How to Develop Entrepreneurial Spirit

If we crack the answer to this question, who knows where it can take us? The potential is huge. It opens up multiple possibilities, stimulating new entrepreneurs and revitalising those with their journey already underway, allowing them to become the entrepreneur they aspire to be.  

Ian Workman, MD of SME Business Banking at Barclays Bank posed this question during his recent talk on The Biz Live with Jamie Breese and Sarah Brooks. While the session did not pursue this query to a conclusion, as a performance coach who works with leading business founders, it got me thinking … 

How then do we create and – equally importantly maintain – an entrepreneurial spirit? There are two key psychological forces at play.  

Firstly, the intention of the entrepreneur to see their vision become a commercial reality is the driving force that powers them forward. Using a motoring metaphor, this is like pressing the accelerator pedal. It sets off a hidden chain of events that ignites the fuel to power the car toward its destination.  

However, to unleash the potential, business owners need to release the handbrake - the psychological constructs that hold the entrepreneurial spirit back. Read on to find out how as an entrepreneur, you can maximise this driving force and avoid the psychological handbrakes. 

Powering the Entrepreneurial Spirit  

Of course, most people want to express themselves and their ideas. But significantly, successful entrepreneurs have a drive that is beyond the norm - to the extent that they are often prepared to take huge personal risks to achieve their goals. This determination stems from their burning desire to see their vision solve a problem for others and keeps their eyes fixed on the destination ahead. The desire to achieve pushes entrepreneurs, not only to take action, but also to expand their capabilities and those of their team, so they have what it takes to reach their goals. 

The intensity of this drive can be increased by two psychological factors - deepening our sense of purpose and gaining clarity of vision.  

By mastering these psychological elements, we can not only systematically ignite the initial spark but act to fuel the burning desire to keep powering forward when others run out of gas. 

Psychological handbrakes on the entrepreneurial mindset  

Why do some people become leading entrepreneurs while others fail to take risks? For all of us, there are psychological elements that can hold us back. If you endeavour to drive your car with the handbrake on, there’s a high chance of stalling. If you have enough power to move forward despite the handbrake, fuel consumption will be through the roof.
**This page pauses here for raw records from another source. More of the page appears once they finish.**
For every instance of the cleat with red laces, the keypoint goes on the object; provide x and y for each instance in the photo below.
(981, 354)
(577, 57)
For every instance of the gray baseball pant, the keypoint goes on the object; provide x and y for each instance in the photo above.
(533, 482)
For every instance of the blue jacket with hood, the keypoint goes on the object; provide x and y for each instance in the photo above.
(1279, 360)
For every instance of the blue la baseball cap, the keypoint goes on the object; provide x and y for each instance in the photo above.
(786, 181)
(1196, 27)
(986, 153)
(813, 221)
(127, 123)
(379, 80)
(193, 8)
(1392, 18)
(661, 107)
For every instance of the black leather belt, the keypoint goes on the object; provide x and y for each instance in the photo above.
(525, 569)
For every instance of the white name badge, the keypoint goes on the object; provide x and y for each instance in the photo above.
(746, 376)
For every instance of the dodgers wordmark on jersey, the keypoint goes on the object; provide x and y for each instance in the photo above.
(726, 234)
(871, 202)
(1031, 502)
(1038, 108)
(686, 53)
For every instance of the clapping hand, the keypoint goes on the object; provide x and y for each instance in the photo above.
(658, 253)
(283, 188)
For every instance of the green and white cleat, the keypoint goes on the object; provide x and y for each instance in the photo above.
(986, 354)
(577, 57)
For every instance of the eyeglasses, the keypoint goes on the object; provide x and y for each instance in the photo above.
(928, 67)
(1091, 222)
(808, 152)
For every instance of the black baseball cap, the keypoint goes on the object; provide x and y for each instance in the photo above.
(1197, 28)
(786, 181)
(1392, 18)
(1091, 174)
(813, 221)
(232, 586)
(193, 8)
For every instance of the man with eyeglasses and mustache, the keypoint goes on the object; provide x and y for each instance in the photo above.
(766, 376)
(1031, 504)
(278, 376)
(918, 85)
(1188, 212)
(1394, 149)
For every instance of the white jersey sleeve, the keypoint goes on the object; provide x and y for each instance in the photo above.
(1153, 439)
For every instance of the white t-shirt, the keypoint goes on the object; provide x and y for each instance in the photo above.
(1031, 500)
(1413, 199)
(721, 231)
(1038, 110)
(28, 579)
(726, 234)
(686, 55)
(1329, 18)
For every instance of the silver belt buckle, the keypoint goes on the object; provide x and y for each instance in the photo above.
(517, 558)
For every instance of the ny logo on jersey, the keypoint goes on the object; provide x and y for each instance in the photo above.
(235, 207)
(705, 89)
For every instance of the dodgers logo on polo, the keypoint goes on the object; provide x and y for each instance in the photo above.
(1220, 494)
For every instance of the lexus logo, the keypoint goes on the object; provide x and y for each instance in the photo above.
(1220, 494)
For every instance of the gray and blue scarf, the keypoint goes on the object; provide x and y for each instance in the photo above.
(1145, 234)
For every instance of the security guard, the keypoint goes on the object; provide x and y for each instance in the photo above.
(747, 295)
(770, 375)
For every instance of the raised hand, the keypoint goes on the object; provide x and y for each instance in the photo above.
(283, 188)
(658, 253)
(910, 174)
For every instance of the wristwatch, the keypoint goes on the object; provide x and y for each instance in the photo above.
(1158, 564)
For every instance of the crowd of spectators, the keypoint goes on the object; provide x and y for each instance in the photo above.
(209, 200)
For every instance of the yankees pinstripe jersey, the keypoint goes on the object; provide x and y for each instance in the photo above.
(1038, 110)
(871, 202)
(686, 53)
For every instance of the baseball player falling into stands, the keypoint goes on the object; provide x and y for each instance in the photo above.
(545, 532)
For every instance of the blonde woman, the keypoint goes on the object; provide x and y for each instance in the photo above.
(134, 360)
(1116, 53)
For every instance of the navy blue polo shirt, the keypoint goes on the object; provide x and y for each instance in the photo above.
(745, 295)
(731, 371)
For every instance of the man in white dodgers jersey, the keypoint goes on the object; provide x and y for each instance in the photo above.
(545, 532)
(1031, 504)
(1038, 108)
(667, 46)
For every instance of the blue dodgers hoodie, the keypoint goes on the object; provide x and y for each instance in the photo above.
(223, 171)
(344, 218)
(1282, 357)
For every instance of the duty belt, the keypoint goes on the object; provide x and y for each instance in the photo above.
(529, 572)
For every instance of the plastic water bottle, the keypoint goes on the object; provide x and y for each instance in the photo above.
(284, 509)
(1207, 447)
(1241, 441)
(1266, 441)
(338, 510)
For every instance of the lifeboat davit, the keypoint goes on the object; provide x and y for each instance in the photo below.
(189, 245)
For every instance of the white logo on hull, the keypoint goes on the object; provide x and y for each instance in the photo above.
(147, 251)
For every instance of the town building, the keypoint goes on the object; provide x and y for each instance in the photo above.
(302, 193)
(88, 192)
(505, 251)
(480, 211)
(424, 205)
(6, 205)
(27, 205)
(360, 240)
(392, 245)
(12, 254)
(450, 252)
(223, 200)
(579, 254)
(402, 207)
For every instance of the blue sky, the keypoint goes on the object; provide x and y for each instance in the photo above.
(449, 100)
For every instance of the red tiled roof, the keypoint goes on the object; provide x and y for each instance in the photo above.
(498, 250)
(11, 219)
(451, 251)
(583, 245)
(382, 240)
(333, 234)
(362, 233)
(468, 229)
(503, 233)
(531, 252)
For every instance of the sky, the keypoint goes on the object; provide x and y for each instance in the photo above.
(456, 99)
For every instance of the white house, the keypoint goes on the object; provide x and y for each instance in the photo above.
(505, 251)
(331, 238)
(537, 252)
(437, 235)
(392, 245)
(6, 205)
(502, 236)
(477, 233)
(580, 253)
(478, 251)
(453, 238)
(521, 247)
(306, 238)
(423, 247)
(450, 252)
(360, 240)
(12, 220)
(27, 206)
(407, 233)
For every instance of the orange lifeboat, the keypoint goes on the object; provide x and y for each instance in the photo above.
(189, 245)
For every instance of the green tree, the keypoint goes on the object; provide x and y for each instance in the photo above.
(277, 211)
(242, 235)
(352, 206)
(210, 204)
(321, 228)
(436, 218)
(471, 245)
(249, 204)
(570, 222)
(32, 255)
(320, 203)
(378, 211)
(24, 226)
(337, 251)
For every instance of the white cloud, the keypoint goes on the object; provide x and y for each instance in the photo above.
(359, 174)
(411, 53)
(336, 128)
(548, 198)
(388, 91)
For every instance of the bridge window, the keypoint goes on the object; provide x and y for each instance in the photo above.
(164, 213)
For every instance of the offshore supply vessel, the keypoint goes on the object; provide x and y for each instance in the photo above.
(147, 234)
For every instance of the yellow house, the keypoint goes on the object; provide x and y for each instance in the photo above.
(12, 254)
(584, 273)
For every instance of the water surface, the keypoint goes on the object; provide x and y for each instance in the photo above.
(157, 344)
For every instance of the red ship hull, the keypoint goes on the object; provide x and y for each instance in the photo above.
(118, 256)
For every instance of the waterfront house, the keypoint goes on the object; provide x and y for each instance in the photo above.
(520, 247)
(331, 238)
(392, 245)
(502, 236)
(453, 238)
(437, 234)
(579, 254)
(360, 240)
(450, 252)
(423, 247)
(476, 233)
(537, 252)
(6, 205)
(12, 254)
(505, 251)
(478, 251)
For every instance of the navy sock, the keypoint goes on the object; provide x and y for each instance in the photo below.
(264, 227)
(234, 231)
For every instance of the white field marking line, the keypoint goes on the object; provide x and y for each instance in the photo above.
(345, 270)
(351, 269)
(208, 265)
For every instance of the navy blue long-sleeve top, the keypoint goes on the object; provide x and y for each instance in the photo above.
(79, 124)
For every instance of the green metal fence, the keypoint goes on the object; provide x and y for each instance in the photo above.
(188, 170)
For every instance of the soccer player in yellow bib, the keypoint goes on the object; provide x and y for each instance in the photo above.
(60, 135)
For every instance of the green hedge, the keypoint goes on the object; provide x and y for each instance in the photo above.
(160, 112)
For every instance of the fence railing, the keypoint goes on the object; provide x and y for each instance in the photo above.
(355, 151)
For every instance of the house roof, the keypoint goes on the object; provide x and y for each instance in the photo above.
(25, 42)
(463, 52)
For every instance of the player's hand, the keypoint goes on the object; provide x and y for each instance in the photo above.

If you hit a wet patch or corner quickly, you risk going into a spin. Ultimately, you’ll have the stress of an unpredictable ride.  

Similarly, there are psychological constructs – or handbrakes - which prevent us from gaining clarity of vision and from moving forward in our businesses. These emotions can confuse and weaken our sense of purpose, leaving us lacking in direction or without the courage and confidence to overcome big or unexpected challenges.  

For example, anxiety can cause us to fixate on what we don't want (rather than what we do want). This results in negative outcomes, including a lack of clarity, mental blocks, procrastination, inaction or a focus on non-strategic tasks that fail to move us towards our goals.   

Self-doubt can lead entrepreneurs to question their concept and capability to take it to market. They do not believe that investing the time, money, headspace and heart would result in their idea becoming a reality. It’s hard to find motivation for something you don’t feel will be successful, and that’s a sure-fire way to stall the entrepreneurial action needed for success.  

Together self-doubt, anxiety and similar constructs act like the handbrake, impeding our vision and taking the oomph out of our desire to achieve. Both result from being overly focused on negative possibilities, rather than solutions.  

What’s the answer for the entrepreneurial mindset? 

So how do we develop an entrepreneurial mindset? I propose the answer lies in fuelling the burning desire and releasing the psychological handbrakes. 

With that, our entrepreneur has the psychological freedom to get motoring and develop the skills and resources needed to make their venture a success.     

Notable entrepreneurs from Thomas Edison to James Dyson suffered multiple setbacks (which some may misguidedly call failures) and were told pursuing their vision would be a commercial disaster. Whilst there were substantial challenges, they managed to maintain forward momentum long enough to make their ideas a reality. 

At a very simple level, one strategy for entrepreneurial success is to actively focus on positive possibilities. What needs to happen to help these come to fruition?